Las ideas románticas de Herder calaron en el pensamiento nacionalista de Europa central y oriental y los Principados rumanos no fueron una excepción, de hecho, la nación rumana se definió, según el modelo germano, por su origen común (romano, dacio o dacio-romano), por su lengua latina en el seno de un océano eslavo, por su historia compartida, por una espiritualidad específica[1].

Los primeros brotes de construcción de una conciencia nacional rumana habían aparecido a mediados del siglo XVIII, de manos de la Iglesia Uniata de Transilvania - vinculada a Austria y enfrentada a los magnates húngaros - y de un grupo de intelectuales integrantes de la Escuela de  Transilvania (Petru Maior, Samuil Micu-Klein y Georghe Sincai). Estos intelectuales de credo uniata y educados en Viena, realizaron una labor historiográfica y lingüística que sentó las bases del nacionalismo rumano, reflejado en el contenido del Supplex Libellus Vallachorum, un memorando enviado a Leopoldo II en 1791 en el que se pedían los mismos derechos para los rumanos que para el resto de minorías transilvanas y una representación en la Dieta.

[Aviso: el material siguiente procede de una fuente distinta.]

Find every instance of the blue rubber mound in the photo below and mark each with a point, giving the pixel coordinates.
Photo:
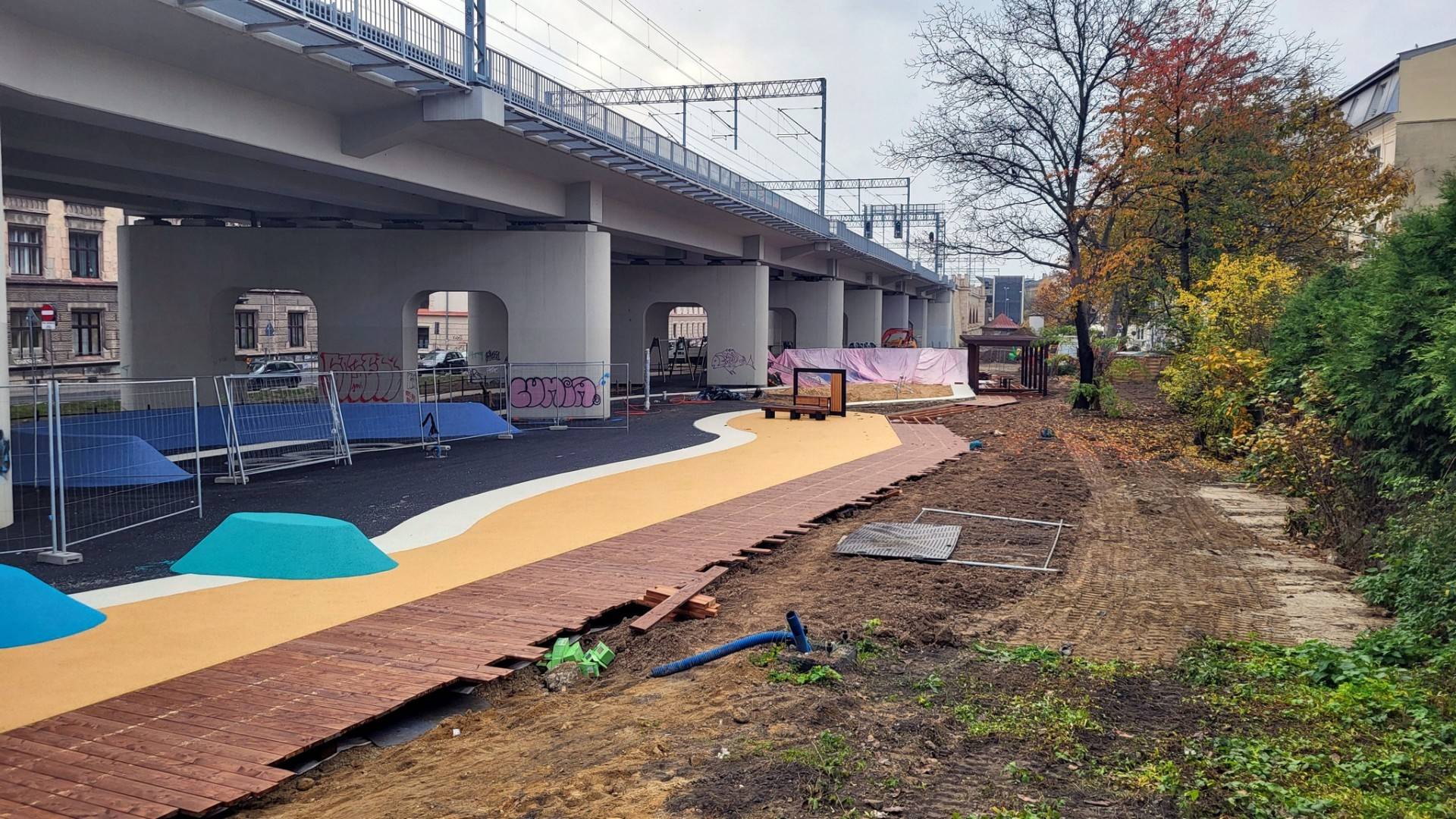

Progresivamente, el nacionalismo rumano reelaboró sus mitos fundacionales para adaptarlos al organismo nacional que se pretendía fundar y encontró en el viejo reino de Dacia el mejor símbolo para representar el espacio rumano, especialmente en un momento en el que el nombre de Rumania todavía no existía.

A partir de entonces, el término Dacia apareció con frecuencia para definir el territorio completo habitado por rumanos y, por ejemplo, publicaciones como Dacia litterară, Magazin istoric pentru Dacia o Dacia viitoare representaron un programa completo político-nacional y de construcción de un imaginario común. Paralelamente, los escritos históricos desarrollados en los años 30 y 40 y, sobre todo, la conformación del mito de Miguel el Valiente, como unificador de los tres Principados a principios del siglo XVII, ilustran también muy bien los cambios ocurridos en la conciencia del pueblo rumano y sus preocupaciones por la unidad nacional.

De este modo, tal y como describió Benedict Anderson, el nacionalismo rumano de mediados del siglo XIX se articuló en torno a este sentimiento compartido a pesar de que, en contra de las tesis de Ernest Gellner, el capitalismo no se había desarrollado como en otros lugares de Europa, que la industrialización era prácticamente inexistente – la revolución industrial en Rumania no tomó forma hasta 1890 - y que la urbanización fuese muy escasa[2].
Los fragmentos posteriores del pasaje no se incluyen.